How to use Beer Check

Two ways to check a beer — choose whichever suits the situation.

Check a beer

Uploading a label photo

The label photo method uses OCR to extract text from the image. Photo quality is the biggest factor in accuracy.

1

Choose a clear, well-lit photo

Natural daylight or bright indoor light gives the best results. Avoid flash glare directly on the label surface.
2

Keep the label flat and square-on

Photograph the label straight-on rather than at an angle. The entire text area should be visible — don't crop the edges.
3

Focus on the front label

The front label usually has the beer name and brewery. The back label may have ingredients and allergens — upload whichever is more complete.
4

Review the OCR text

After analysis, expand “Raw OCR text” to see what was extracted. If it looks garbled, try retaking the photo with better lighting or use name lookup instead.

Searching by name

Name lookup is faster and more reliable when you know what the beer is called.

1

Enter the beer name

Use the exact product name as printed on the label — e.g. “Punk IPA” rather than just “IPA”.
2

Add the brewery (optional but helpful)

If multiple beers share a similar name, adding the brewery improves match accuracy.
3

Check the match confidence

A green confidence pill (80%+) means a strong match. Amber (60–79%) suggests the result may be a close but not exact match.

Reading results

Green ✓ — confirmed suitable (vegan / vegetarian / gluten-free as labelled)

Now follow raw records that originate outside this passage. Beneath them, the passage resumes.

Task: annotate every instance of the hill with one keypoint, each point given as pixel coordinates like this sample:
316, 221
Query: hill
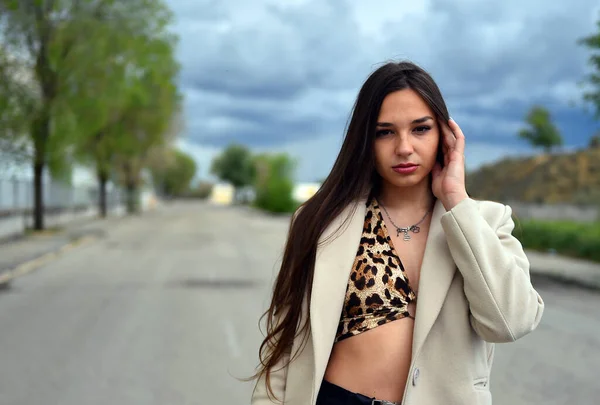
547, 178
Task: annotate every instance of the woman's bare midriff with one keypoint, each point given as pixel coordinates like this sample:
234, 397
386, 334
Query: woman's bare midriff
374, 363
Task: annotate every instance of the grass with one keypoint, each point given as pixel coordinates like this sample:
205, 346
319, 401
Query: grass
579, 240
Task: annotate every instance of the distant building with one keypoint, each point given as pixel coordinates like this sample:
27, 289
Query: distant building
304, 191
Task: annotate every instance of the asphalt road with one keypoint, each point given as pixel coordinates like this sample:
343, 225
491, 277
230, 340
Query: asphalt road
164, 310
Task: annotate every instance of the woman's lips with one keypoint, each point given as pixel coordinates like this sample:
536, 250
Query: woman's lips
405, 168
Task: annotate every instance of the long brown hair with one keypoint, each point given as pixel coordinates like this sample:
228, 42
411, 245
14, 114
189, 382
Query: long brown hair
353, 176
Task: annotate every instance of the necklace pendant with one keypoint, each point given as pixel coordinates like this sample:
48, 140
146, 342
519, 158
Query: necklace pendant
405, 230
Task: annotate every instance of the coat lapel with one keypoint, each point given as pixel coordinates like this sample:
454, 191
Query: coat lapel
335, 255
437, 272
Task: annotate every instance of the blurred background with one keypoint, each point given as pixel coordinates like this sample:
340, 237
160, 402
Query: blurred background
152, 151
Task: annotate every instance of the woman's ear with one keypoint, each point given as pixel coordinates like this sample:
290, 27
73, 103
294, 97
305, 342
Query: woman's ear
440, 153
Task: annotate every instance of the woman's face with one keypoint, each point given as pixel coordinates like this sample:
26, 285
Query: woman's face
407, 138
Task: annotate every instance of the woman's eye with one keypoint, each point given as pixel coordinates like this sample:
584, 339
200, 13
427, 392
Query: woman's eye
422, 129
382, 132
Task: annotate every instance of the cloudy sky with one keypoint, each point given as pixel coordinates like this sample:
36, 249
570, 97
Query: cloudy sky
282, 75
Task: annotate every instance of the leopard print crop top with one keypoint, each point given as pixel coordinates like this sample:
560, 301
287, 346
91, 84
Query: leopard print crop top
378, 290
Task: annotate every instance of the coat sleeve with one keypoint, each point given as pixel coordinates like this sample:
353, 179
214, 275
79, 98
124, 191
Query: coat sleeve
503, 304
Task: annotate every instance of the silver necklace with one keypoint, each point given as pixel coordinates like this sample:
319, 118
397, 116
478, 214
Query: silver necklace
413, 228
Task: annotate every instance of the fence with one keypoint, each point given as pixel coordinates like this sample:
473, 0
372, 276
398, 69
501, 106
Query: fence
63, 203
16, 196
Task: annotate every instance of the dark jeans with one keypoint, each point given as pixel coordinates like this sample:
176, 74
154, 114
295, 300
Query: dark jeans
331, 394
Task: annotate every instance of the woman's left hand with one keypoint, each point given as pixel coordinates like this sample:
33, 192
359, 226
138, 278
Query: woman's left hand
448, 183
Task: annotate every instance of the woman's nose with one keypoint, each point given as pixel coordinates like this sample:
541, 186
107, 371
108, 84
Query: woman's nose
403, 145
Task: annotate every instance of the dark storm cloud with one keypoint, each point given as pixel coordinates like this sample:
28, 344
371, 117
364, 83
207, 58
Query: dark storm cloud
267, 75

Red ✗ — confirmed NOT suitable

Grey ? — unknown; no data available in the database for this beer

The allergen pills list specific allergens declared on the label or in the database entry. An empty allergens list means none were recorded — not necessarily that the beer is allergen-free.

Search history

Your last 20 searches are saved in your browser's local storage so you can refer back to them without re-searching. History never leaves your device — see Privacy for details.